Esse ponto é crucial, pois a absolutização da fé como causa da cura gera implicações pastorais graves. Quando se ensina que a cura depende da fé — seja de quem ora, seja de quem recebe — cria-se um ambiente propício à culpa e à frustração. O não curado passa a carregar o peso de uma suposta insuficiência espiritual. A doença deixa de ser apenas uma realidade física e torna-se um sinal de fracasso religioso.

Dietrich Bonhoeffer, ao refletir sobre a graça e o discipulado, alerta para o perigo de uma fé instrumentalizada: “quando a fé é transformada em meio para alcançar resultados, ela deixa de ser fé em Deus e passa a ser fé na própria fé” (BONHOEFFER, 2011, p. 47). Essa inversão é sutil, mas profundamente corrosiva.

Nos evangelhos, a relação entre fé e cura aparece de maneira mais complexa do que se costuma admitir. Em alguns casos, Jesus associa explicitamente a fé à cura — “a tua fé te salvou”. Em outros, a cura ocorre sem qualquer menção à fé do enfermo. Há ainda situações em que a fé está presente, mas o milagre não segue o padrão esperado. Isso indica que a fé não opera como uma lei universal, mas como parte de uma dinâmica relacional.

Karl Barth reforça essa compreensão ao afirmar que “a fé não é um poder humano que move Deus, mas a abertura do homem para receber aquilo que Deus decide dar” (BARTH, 2003, p. 198). A iniciativa permanece divina; a fé é resposta, não causa.

Diante disso, uma formulação teologicamente mais fiel seria afirmar que a cura pode ocorrer em resposta à oração feita com fé, mas sempre está subordinada à vontade soberana de Deus. Essa perspectiva preserva tanto a importância da fé quanto a liberdade divina.
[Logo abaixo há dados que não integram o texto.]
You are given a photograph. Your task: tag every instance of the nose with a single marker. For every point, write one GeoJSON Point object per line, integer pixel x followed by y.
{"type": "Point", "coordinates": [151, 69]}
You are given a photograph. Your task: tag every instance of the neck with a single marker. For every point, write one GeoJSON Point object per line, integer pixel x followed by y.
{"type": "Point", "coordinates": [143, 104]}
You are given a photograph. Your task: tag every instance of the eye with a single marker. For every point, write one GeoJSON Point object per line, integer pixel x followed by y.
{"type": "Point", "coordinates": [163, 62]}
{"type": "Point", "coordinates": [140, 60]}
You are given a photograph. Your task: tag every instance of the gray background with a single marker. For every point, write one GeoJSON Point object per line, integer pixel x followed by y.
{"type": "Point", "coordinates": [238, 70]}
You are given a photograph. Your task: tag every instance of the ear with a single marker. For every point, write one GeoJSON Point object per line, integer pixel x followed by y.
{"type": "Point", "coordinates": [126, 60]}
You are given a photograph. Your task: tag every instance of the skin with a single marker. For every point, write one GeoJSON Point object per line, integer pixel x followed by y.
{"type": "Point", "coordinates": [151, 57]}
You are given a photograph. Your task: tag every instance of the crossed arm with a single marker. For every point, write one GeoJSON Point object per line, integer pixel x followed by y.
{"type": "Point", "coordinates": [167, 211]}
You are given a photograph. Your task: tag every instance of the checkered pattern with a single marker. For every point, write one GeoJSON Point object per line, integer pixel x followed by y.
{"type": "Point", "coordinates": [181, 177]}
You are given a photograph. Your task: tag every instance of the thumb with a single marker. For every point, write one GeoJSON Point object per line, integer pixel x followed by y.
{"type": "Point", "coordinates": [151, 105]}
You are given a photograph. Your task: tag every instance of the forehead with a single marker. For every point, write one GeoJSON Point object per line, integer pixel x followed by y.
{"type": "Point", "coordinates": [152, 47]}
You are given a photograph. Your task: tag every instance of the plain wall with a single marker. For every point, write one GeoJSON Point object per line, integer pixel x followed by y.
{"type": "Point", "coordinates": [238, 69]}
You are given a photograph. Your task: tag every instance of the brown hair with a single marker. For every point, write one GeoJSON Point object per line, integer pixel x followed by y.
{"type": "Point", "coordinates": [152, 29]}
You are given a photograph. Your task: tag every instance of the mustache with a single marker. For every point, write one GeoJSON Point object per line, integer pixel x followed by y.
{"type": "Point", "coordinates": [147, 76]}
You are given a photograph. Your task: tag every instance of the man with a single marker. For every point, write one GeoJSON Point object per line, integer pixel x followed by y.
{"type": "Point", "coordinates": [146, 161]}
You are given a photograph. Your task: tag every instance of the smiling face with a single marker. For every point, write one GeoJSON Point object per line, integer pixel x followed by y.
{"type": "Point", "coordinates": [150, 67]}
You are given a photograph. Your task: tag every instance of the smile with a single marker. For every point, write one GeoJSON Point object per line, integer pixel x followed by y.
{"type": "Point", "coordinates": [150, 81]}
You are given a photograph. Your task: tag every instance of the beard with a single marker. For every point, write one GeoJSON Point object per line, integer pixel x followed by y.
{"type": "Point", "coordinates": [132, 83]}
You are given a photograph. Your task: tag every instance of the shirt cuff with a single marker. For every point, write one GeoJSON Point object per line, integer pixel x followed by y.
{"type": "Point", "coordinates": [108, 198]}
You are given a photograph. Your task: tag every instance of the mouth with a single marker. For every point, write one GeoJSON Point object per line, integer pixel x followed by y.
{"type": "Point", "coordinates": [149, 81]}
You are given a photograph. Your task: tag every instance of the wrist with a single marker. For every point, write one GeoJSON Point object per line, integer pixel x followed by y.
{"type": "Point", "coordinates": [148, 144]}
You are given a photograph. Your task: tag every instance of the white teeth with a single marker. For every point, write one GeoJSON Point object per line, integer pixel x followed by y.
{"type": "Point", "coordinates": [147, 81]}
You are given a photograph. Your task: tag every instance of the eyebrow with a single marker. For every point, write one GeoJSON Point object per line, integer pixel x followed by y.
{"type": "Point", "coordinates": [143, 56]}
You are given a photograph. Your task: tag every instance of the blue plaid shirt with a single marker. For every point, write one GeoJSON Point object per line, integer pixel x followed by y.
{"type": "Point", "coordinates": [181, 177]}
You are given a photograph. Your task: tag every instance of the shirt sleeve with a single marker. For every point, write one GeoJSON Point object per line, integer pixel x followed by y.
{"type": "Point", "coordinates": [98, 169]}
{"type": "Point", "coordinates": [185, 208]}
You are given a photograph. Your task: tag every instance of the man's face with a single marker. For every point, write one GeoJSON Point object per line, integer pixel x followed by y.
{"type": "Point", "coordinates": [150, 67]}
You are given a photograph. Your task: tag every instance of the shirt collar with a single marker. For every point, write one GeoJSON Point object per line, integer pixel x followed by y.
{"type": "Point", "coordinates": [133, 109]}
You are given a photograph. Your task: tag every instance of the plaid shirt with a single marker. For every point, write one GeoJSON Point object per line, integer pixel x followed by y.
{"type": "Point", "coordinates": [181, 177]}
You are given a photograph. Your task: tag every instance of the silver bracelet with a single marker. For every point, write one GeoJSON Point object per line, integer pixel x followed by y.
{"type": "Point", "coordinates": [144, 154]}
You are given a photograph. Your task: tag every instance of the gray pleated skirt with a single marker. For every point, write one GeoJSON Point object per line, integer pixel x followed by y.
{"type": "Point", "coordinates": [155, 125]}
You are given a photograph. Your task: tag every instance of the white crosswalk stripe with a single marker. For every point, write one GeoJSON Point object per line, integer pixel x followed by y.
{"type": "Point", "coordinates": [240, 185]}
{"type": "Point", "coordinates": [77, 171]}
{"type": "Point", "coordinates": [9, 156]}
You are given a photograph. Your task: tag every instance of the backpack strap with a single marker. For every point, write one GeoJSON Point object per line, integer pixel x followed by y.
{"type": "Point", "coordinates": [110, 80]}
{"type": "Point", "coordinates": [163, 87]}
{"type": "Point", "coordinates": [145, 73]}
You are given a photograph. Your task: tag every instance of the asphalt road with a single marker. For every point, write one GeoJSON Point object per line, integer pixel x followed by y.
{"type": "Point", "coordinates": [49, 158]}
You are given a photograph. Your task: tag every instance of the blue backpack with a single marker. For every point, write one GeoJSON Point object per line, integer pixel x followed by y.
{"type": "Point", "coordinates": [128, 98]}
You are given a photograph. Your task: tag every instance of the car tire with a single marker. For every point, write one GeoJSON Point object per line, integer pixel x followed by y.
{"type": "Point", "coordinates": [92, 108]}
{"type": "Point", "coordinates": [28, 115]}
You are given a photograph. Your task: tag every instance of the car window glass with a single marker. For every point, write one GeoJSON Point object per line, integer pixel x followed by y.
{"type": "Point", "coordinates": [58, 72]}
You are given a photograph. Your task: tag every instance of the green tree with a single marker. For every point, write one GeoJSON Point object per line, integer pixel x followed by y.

Mais do que isso, ela resgata o sentido mais profundo da fé cristã. Crer não é garantir resultados, mas confiar em Deus independentemente deles. A fé que a Escritura propõe não é triunfalista, mas perseverante. Ela não se sustenta apenas no milagre, mas na fidelidade de Deus, mesmo quando o milagre não ocorre.

Essa compreensão é essencial para uma espiritualidade madura e equilibrada. Ela impede tanto o desespero quanto a arrogância. Liberta o crente da necessidade de controlar Deus e o convida a descansar n’Ele.

No contexto contemporâneo, marcado por discursos religiosos voltados ao desempenho e ao resultado, recuperar essa visão é urgente. A fé não pode ser reduzida a uma técnica espiritual. Ela é, antes, um relacionamento vivo com um Deus que cura, mas que também sustenta; que intervém, mas que também conduz; que responde, mas que permanece soberano.

Em última instância, a questão não é se a fé produz cura, mas se ela produz confiança. E essa confiança se revela mais autêntica não quando tudo dá certo, mas quando, mesmo diante da dor, o coração permanece firmado em Deus.

A cura pode acontecer. Mas a fé verdadeira não depende dela para continuar existindo.

Referências (ABNT)

  • BARTH, Karl. A fé cristã. Tradução de Jaci Maraschin. São Paulo: Fonte Editorial, 2003.
  • BONHOEFFER, Dietrich. Discipulado. Tradução de Ilson Kayser. São Leopoldo: Sinodal, 2011.
  • BÍBLIA. Bíblia Sagrada. Tradução de João Ferreira de Almeida. Revista e Atualizada. Barueri: Sociedade Bíblica do Brasil, 2011.
  • STOTT, John. O discípulo radical. Tradução de Edmilson Camargo. Viçosa: Ultimato, 2007.
  • TOZER, A. W. O conhecimento do Santo. Tradução de Eduardo Pereira e Ferreira. São Paulo: Mundo Cristão, 2009.